Por que tanta euforia? No dia em que provar uma, vai me dar razão. O sabor é uma reunião familiar das melhores mirtáceas: feijoa, goiaba, pitanga, araçá, uvaia e jabuticaba. Pode chegar ao tamanho e à cor da jabuticaba com a vantagem de a pele ser mais fina, mastigável e menos tânica, enquanto as sementes são como as de pitangas, soltas da polpa. Há grumixamas amarelas, mas vejo poucas delas por aí. 

Creme de leite fresco batido com iogurte natural, suspiros e frutas. Foto: Neide Rigo|Estadão

Se o pretexto para o não cultivo de outras frutas brasileiras, como pitanga, cereja-do-rio-grande, araçá-boi e uvaia, por exemplo, é a fragilidade do transporte, já adianto que no caso da grumixama a desculpa não se aplica, pois tem a pele relativamente mais firme, quase como a da jabuticaba. E nesta época do ano deveria estar em todas as quitandas, as feiras e os sacolões no lugar daquelas caixinhas de blueberry, cerejas e framboesas importadas. Sua safra se estende até o final do ano e bem que ela poderia ser nossa cereja de Natal.

Se você não conhece a fruta que já foi tão comum na Mata Atlântica, se ela não é encontrada no mercado nem nos cardápios de restaurantes, se você não conhece a própria biodiversidade do bioma porque está desaparecendo com o desmatamento das encostas, tudo isto já é motivo suficiente para o movimento Slow Food considerar a fruta como bem a ser preservado no projeto chamado Arca do Gosto, que tem a missão de identificar, catalogar e divulgar produtos em risco de extinção de produção e/ou de consumo.

São quase 100 produtos abrigados pela Arca e para ajudar a divulgá-los, fazê-los conhecidos, a Aliança dos Cozinheiros do Slow Food Brasil organizou um festival, que vai até este domingo (6), reunindo vários chefs conhecidos de São Paulo que estão usando alimentos da Arca. São muitas atividades entre almoços, jantares e oficinas, sendo que a grumixama fechará o evento em grande estilo, na Bienal de São Paulo, na obra Restauro, de Jorge Menna Barreto, reinando no prato do dia feito por Neka Menna Barreto, Fabiana Sanches e Daniela Lisboa. Ainda dá tempo (confira a programação).

As frutas fazem uma geleia perfumada e um xarope de cor rubra estonteante para ser usado em refresco ou drinque – muito melhor que aquela bebida amarga de coloração artificialmente vermelha. Mas o melhor mesmo é comer a fruta ao natural, seja sozinha, sobre sorvete, iogurte, cremes de todo tipo. Ainda que ela entre no preparo, não deixe de apresentar uma fruta inteira que seja – e verá que nenhum prato feito com ela será melhor que a própria fruta, tão completa em sabor. As sementes? Ah, as sementes a gente pode tirar da boca como tiramos as de azeitona e cereja. Que mal tem? 

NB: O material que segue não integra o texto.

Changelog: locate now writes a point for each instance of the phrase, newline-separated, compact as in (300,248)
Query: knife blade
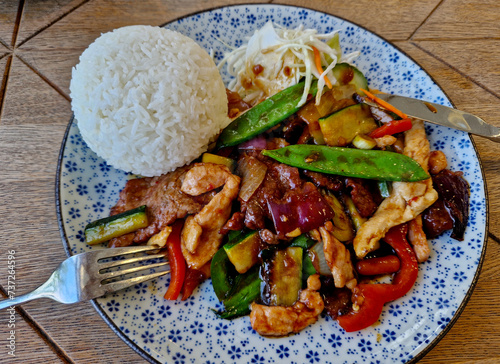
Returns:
(443,115)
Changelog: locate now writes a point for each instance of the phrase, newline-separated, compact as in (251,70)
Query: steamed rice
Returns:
(147,99)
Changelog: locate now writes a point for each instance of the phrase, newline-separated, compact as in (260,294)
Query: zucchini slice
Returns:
(340,128)
(350,75)
(244,252)
(110,227)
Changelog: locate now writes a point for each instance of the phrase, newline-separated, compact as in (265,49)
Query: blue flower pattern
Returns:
(89,187)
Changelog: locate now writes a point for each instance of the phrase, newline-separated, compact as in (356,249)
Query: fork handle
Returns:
(37,293)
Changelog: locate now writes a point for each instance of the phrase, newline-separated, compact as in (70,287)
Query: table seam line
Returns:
(477,83)
(58,350)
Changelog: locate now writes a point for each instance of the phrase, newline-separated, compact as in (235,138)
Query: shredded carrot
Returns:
(386,105)
(317,61)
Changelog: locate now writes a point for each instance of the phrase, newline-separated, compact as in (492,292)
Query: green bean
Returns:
(350,162)
(263,116)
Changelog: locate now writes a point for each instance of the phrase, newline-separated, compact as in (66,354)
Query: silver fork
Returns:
(80,277)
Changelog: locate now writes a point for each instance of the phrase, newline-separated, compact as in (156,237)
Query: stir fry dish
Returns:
(309,202)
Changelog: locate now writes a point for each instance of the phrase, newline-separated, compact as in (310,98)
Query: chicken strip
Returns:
(281,321)
(339,260)
(407,199)
(200,236)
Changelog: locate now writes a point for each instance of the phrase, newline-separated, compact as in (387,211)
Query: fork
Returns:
(81,277)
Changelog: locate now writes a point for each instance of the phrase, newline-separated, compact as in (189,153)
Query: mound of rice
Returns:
(147,99)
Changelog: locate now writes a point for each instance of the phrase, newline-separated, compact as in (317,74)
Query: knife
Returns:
(443,115)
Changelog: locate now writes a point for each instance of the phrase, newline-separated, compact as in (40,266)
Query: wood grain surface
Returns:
(456,41)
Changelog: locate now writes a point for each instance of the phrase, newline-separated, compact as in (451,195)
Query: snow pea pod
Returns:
(350,162)
(263,116)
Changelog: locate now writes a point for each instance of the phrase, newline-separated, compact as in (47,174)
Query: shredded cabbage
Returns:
(276,58)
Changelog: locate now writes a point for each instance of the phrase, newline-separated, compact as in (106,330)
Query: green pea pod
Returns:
(350,162)
(263,116)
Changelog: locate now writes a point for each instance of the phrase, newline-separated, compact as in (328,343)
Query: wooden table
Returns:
(456,41)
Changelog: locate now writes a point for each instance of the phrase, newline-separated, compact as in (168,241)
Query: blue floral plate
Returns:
(189,332)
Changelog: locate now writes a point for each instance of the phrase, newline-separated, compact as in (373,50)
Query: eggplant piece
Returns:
(282,277)
(436,219)
(455,192)
(342,224)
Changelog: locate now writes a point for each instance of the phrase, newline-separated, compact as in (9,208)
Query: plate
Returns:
(189,332)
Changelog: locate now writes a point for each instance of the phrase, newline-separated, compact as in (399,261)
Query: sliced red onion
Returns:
(303,208)
(252,172)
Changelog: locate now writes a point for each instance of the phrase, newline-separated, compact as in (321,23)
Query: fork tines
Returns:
(109,277)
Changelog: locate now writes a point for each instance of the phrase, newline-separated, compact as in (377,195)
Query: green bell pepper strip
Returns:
(350,162)
(264,116)
(224,276)
(246,292)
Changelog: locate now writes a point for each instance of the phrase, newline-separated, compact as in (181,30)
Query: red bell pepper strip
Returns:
(377,266)
(392,127)
(193,279)
(371,297)
(177,261)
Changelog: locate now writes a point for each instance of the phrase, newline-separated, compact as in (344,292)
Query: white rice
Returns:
(147,99)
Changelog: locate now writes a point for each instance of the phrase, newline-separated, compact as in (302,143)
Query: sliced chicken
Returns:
(201,237)
(407,199)
(339,260)
(281,321)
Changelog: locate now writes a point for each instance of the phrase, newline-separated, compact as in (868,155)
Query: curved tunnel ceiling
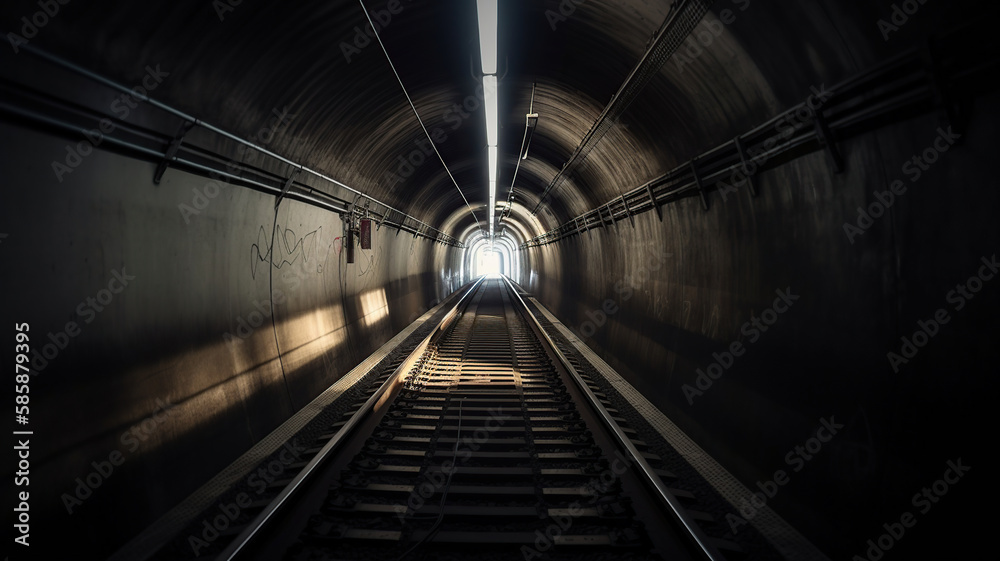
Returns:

Por isto, minha receita não é receita, é só uma mistura de creme de leite fresco batido com iogurte natural, suspiros e frutas nossas como pitangas e grumixamas, ambas inteiras, com uma calda de uvaia. E, tchau, porque na rua de baixo uma árvore carregada de felicidade me chama e é para lá que eu vou.

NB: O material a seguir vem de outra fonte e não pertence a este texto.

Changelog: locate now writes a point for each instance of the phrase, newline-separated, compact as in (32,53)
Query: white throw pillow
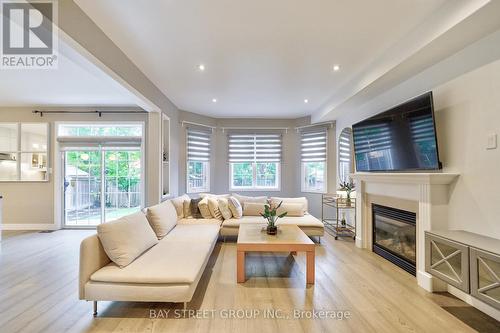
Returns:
(127,238)
(162,218)
(213,206)
(292,209)
(235,207)
(243,199)
(253,208)
(224,208)
(300,200)
(179,204)
(204,210)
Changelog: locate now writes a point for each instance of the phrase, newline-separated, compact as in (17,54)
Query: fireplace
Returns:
(394,236)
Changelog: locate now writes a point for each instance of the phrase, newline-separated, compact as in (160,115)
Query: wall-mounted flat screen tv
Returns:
(400,139)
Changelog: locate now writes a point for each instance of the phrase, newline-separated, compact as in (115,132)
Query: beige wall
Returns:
(467,109)
(33,202)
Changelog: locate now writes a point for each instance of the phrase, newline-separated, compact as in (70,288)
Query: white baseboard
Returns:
(32,226)
(481,306)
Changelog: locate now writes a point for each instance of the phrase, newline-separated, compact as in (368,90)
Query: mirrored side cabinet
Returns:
(467,261)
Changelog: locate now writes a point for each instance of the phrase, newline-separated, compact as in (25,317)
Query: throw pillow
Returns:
(204,210)
(213,206)
(162,218)
(224,208)
(301,200)
(127,238)
(185,206)
(235,207)
(292,209)
(253,208)
(179,203)
(243,198)
(195,210)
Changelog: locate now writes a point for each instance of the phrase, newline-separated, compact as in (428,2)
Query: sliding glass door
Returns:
(101,185)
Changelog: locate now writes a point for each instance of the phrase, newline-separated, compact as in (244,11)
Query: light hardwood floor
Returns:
(38,293)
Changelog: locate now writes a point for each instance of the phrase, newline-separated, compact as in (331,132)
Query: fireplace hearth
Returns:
(394,236)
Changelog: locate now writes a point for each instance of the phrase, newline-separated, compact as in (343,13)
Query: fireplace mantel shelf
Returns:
(431,178)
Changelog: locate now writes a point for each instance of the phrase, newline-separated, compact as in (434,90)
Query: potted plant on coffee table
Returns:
(271,216)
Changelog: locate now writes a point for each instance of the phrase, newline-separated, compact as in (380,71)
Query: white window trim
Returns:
(302,173)
(254,179)
(195,190)
(303,178)
(58,167)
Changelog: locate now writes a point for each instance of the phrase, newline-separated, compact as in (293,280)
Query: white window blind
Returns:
(345,146)
(254,147)
(198,145)
(313,146)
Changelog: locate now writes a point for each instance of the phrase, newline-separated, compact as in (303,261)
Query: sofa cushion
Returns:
(168,262)
(195,209)
(202,232)
(186,208)
(224,208)
(235,207)
(192,221)
(292,209)
(213,206)
(253,208)
(204,209)
(203,195)
(162,218)
(305,221)
(178,203)
(127,238)
(243,198)
(301,200)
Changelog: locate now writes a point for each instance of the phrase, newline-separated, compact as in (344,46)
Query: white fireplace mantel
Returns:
(431,192)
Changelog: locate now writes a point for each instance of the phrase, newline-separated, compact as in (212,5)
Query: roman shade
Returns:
(198,144)
(313,145)
(345,145)
(254,147)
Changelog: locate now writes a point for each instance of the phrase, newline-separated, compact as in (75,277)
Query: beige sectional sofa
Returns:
(160,254)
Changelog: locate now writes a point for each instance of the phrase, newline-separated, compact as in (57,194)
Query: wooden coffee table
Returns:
(290,238)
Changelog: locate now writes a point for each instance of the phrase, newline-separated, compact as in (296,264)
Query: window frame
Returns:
(195,190)
(303,187)
(254,187)
(19,153)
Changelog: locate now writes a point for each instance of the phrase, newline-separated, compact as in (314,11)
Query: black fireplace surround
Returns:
(394,236)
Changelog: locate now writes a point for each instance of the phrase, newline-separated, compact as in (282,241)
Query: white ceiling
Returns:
(76,82)
(262,58)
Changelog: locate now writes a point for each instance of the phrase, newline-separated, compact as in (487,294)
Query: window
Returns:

Nota: se não conseguir uma semente para germinar e quiser uma muda já grande para plantar no seu quintal, na calçada ou numa praça perto de você, peça para Edilson ou Gustavo Giacon, do Viveiro Ciprest, que eles têm (da roxa, da amarela e até de um tipo arbustivo que vai bem em vasos. E o melhor, eles mandam por correio).